Most NFL coaches, smart as they are, hold their philosophical ground, results be damned. When the Miami Dolphins used a Wildcat offense to go from 1-15 to 11-5 in the following season, a good chunk of NFL coaches and pundits couldn’t get behind it. Called it a gimmick.
That’s how the Rams likely end up drafting a “franchise quarterback” - because that’s what the book says - even though Sam Bradford, a great kid, is about to get his Sooner rear end thumped up and down the football field, to become the next David Carr or Alex Smith - guys who played behind awful offensive lines and finally had all the talent knocked out of them.
Maybe St. Louis spits the bit and drafts Suh. Perhaps the Rams are truly daring, deliberately passing on the first pick so it falls to the Lions. It’s a stunt, a gimmick, and the media would lambaste the Rams for doing it - but it’d be a clever gambit.
But many pro teams would prefer to lose the “right” way than win the “wrong” way.
The NFL’s genius - and it is genius - is to cultivate mediocrity that looks like progress. Only the NFL could seriously threaten a 2011 lockout of America’s pastime and get away with it.
As complex as the league appears to be, it’s surprisingly uniform. Here’s a game that actually allows a forward pass, with relative freedom of movement and a gigantic end zone, and most NFL teams still settle the same formations, the same two standard defensive alignments, this slavish devotion to running the ball between the hash marks, a space about as wide as your bathroom.

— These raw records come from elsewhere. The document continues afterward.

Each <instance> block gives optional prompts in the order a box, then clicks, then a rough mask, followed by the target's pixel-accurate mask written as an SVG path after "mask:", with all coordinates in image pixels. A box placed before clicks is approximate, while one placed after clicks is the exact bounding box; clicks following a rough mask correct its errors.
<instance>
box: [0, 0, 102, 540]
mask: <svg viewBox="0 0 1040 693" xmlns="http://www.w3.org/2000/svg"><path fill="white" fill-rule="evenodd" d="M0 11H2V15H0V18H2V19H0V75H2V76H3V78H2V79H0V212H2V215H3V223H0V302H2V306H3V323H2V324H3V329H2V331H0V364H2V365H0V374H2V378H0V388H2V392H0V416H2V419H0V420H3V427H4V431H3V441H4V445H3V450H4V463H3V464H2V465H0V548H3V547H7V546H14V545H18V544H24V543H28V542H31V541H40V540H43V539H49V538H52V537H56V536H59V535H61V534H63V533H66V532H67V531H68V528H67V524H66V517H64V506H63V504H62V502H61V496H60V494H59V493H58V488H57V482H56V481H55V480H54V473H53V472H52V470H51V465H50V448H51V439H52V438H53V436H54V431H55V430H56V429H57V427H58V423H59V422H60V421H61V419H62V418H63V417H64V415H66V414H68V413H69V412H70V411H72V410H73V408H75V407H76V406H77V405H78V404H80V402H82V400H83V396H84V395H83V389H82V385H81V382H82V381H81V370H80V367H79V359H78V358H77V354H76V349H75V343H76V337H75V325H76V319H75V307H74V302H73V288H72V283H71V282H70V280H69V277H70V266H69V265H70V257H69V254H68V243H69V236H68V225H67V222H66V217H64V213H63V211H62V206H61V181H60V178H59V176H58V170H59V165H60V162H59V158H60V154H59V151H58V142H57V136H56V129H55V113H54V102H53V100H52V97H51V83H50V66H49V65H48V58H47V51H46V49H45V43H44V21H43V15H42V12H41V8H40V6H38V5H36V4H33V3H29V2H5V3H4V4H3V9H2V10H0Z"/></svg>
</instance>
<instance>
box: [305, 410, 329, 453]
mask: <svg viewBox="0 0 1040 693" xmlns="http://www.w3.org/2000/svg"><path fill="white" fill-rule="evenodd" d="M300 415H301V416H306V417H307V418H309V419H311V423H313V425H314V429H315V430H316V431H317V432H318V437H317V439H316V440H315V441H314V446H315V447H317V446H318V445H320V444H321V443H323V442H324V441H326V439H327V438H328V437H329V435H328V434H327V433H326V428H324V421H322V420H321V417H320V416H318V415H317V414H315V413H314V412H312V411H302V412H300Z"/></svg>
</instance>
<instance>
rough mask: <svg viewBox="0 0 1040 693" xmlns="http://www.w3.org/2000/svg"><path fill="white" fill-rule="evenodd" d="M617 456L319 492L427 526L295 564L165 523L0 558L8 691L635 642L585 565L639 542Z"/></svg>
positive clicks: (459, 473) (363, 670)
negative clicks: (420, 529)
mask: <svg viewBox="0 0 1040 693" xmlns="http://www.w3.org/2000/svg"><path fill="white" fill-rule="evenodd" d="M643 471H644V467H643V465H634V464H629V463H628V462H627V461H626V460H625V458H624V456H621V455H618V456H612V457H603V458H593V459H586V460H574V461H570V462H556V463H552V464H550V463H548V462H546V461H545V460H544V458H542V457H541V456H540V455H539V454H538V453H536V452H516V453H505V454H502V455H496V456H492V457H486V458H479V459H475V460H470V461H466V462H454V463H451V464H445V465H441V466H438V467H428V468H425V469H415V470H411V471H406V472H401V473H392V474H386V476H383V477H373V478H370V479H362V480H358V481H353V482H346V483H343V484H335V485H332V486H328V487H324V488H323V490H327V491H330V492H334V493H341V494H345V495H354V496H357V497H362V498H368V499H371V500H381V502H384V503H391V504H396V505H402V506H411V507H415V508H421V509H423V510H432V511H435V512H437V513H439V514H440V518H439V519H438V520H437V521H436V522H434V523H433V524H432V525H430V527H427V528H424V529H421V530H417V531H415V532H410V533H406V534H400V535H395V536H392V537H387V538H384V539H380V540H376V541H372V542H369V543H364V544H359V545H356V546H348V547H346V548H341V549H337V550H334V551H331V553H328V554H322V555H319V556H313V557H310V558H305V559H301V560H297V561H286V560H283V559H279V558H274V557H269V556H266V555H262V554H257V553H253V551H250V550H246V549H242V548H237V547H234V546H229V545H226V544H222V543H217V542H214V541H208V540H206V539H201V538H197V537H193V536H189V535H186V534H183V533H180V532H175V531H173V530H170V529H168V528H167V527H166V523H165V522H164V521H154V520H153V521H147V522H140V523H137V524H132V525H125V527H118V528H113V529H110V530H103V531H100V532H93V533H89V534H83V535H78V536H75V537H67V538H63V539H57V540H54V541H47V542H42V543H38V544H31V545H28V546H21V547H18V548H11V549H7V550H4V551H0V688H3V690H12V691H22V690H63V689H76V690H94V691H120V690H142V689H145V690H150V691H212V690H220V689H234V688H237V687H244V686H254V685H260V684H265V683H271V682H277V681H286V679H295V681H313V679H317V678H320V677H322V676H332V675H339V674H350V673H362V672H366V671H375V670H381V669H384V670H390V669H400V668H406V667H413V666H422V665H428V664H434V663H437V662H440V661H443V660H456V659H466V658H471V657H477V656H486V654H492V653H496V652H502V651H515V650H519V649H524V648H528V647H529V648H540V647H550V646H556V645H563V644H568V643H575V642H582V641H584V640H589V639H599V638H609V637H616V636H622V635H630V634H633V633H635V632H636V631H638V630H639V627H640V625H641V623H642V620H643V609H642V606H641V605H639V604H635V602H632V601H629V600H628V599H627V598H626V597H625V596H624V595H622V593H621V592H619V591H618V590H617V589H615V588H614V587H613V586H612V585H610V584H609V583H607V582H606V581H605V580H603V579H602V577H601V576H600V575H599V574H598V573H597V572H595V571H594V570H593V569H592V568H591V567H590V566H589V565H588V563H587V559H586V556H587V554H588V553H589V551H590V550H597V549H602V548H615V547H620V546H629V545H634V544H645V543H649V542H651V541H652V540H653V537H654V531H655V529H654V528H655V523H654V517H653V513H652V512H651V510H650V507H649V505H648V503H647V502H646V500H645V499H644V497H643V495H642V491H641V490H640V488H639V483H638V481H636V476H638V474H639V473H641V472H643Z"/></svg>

If you don’t think Suh is caught, to some extent, in that whirlwind of issues: Think again. Here’s the most impressive package of player and person in some time and that makes him a threat, to some extent. One’s inclination would be to build a defense around his talents, as Pittsburgh did Polamalu. But, even at Detroit - which has nothing to lose but more games - Suh will most likely be asked to dial down his prodigious talent and perfect a small range of skills.
That’s where the mental toughness comes in. He’ll have to fight the urge of anger and frustration. If contract negotiations drag - and I suspect they might - followed by a so-so season, position coaches may use that performance as leverage. And the job description gets narrower.
Maybe the Lions are just desperate enough to do it right. You hope. So much of success in the NFL is dependent on a coach daring to exploit his player’s strengths instead of fixating on weaknesses as a given scheme might define it.
In a sport like the NFL, the word “prototype” should anathema, especially when a guy like Suh shatters expectations of what a prototype can be. But the strongman of college football has a new weight to shoulder. He has break the mold - and yet function within it as the same time.
It’s not fair. But the great ones overcome it.